Jian Zun-zhe menyeringai dan mengangguk. Matanya menatap Feng Qing Er dengan makna yang lebih dalam dan berkata, “Gadis kecil ini juga bukan orang biasa. Tidak perlu bagi Lei Zun-zhe untuk menyembunyikan apa pun.”
Lei Zun-zhe sedikit mengerutkan kening. Dia merenung sejenak sebelum segera mengangguk. Matanya menatap Feng Zun-zhe sambil berbicara dengan suara berat, “Karena Feng Zun-zhe berpikir bahwa Fei Tian terlalu senior, aku akan menyuruh Qing Er bertarung. Jika Xiao Yan dikalahkan, dia harus berjanji untuk tidak menggunakan Jurus Tiga Ribu Petir di masa depan. Jika Qing Er kalah, dendam antara Xiao Yan dan Paviliun Angin Petir akan terselesaikan. Bagaimana menurutmu? Tentu saja, prasyarat untuk pertukaran ini adalah larangan menggunakan Kekuatan Spiritual orang lain!”
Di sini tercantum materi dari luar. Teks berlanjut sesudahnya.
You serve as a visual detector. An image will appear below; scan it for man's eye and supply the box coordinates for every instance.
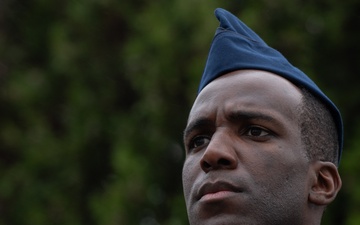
[189,136,210,149]
[246,127,269,137]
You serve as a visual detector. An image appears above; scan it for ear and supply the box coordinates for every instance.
[309,161,342,205]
Lei Zun-zhe melirik Xiao Yan hingga akhir kalimatnya. Kemungkinan besar ia juga menyadari bahwa Xiao Yan memiliki tubuh spiritual yang luar biasa kuat.
Feng Zun-zhe ragu sejenak ketika mendengar ini. Ia juga menyadari bahwa Feng Qing Er bukanlah orang biasa. Kemungkinan besar bahkan Qing Luan pun tidak sebanding dengannya di antara mereka yang seangkatan. Namun, situasi ini adalah batas yang bersedia ditoleransi oleh Paviliun Angin Petir. Jika ini gagal, kemungkinan besar tidak akan ada lagi yang bisa dibicarakan…
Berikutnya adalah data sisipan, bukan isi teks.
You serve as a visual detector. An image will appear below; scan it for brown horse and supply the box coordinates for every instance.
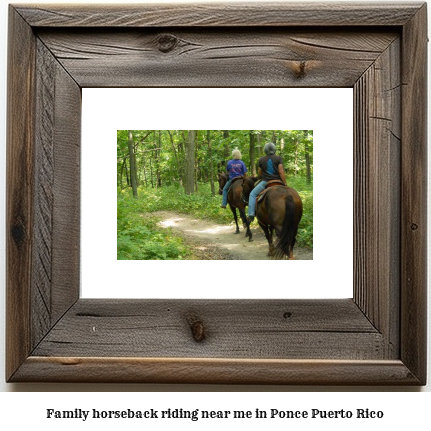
[256,185,302,259]
[218,173,252,241]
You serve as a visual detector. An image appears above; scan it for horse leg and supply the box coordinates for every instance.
[259,222,274,256]
[229,204,239,233]
[239,209,253,242]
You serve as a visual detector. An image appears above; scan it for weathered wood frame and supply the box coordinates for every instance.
[6,2,427,385]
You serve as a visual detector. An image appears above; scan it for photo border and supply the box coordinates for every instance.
[6,2,427,385]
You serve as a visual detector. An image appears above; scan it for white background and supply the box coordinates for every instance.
[81,88,353,299]
[0,0,431,422]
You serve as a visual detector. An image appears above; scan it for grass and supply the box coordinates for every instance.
[117,177,313,260]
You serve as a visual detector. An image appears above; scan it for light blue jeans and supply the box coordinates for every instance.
[221,178,233,207]
[248,181,268,217]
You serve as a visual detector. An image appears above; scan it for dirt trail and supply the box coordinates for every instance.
[151,211,313,260]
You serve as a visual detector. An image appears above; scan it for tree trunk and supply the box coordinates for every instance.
[128,130,138,198]
[250,130,256,176]
[304,130,311,183]
[207,130,215,196]
[184,130,196,195]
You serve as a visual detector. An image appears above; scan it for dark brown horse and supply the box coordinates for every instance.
[218,173,252,241]
[256,185,302,259]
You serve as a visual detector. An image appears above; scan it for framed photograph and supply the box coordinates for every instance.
[6,2,427,385]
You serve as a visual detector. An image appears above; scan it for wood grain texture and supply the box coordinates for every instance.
[14,356,419,386]
[354,38,402,358]
[33,299,385,359]
[6,2,427,385]
[401,4,428,380]
[38,29,397,87]
[6,10,36,377]
[16,2,422,28]
[31,40,81,352]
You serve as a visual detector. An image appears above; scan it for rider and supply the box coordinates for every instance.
[221,148,247,208]
[248,142,286,223]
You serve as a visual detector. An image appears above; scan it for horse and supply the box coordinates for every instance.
[256,185,302,259]
[218,173,252,241]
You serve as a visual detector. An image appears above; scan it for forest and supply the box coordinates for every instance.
[117,130,313,260]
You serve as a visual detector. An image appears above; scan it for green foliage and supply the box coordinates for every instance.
[287,176,313,247]
[117,130,313,259]
[117,176,313,259]
[117,194,190,260]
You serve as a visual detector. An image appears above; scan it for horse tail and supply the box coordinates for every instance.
[274,189,302,259]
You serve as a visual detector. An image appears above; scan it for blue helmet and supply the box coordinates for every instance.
[263,142,275,156]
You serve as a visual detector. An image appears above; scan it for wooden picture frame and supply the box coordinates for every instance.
[6,2,427,385]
Sementara Feng Zun-zhe ragu-ragu, Feng Qing Er di tepi arena dengan lembut menggeser kakinya saat memasuki panggung. Mata cantiknya menoleh ke Xiao Yan. Suaranya yang jernih dan dingin mengandung kesombongan saat perlahan terdengar.
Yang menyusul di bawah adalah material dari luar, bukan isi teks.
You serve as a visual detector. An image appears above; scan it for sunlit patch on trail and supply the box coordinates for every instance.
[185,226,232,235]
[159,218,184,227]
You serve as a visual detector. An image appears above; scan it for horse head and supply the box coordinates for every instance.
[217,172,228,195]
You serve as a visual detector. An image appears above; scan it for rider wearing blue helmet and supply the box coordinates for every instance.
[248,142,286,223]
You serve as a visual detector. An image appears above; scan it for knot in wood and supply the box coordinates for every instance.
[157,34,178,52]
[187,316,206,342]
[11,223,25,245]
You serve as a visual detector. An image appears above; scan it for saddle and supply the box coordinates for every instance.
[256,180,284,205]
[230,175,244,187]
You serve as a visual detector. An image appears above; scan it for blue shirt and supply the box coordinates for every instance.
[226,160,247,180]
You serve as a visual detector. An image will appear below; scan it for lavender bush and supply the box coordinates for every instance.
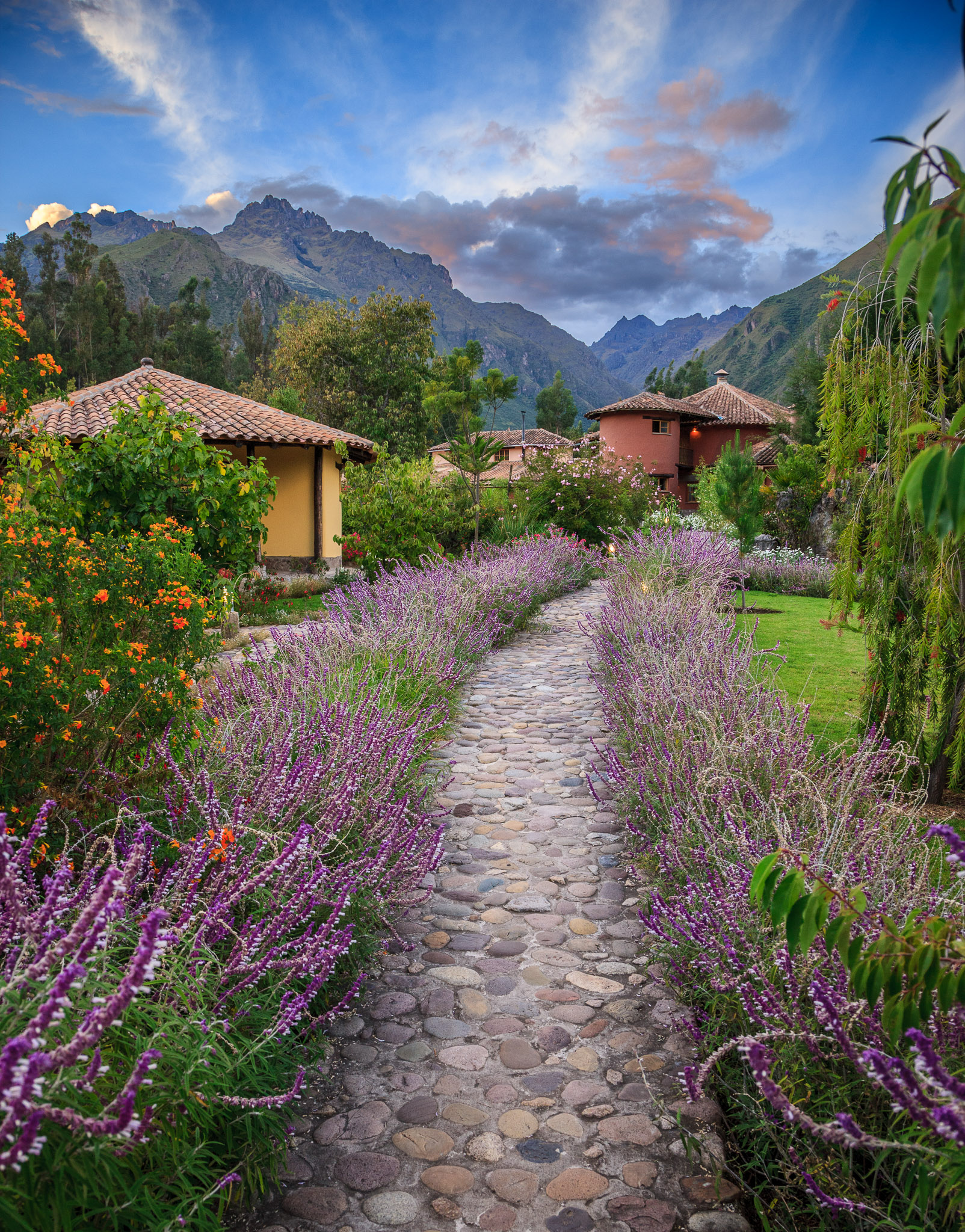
[0,535,600,1232]
[591,528,965,1228]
“Feng Qing Er dari Paviliun Angin Petir. Xiao Yan, apakah kau berani menerima tantangan ini?”
Mata Xiao Yan langsung tertuju pada tubuh Feng Qing Er yang proporsional dan berisi. Ia tersenyum. Kesombongan tiba-tiba muncul di hatinya. Ia tentu menyadari situasi sulit yang dihadapi Feng zun-zhe. Terlebih lagi, ia adalah murid Yao Lao, bagaimanapun juga. Setidaknya, ia tidak boleh mempermalukan gurunya di depan teman lamanya ini.
“Aku akan menerima tantanganmu!”
Tawa lantang dan jelas, penuh kebanggaan, terdengar!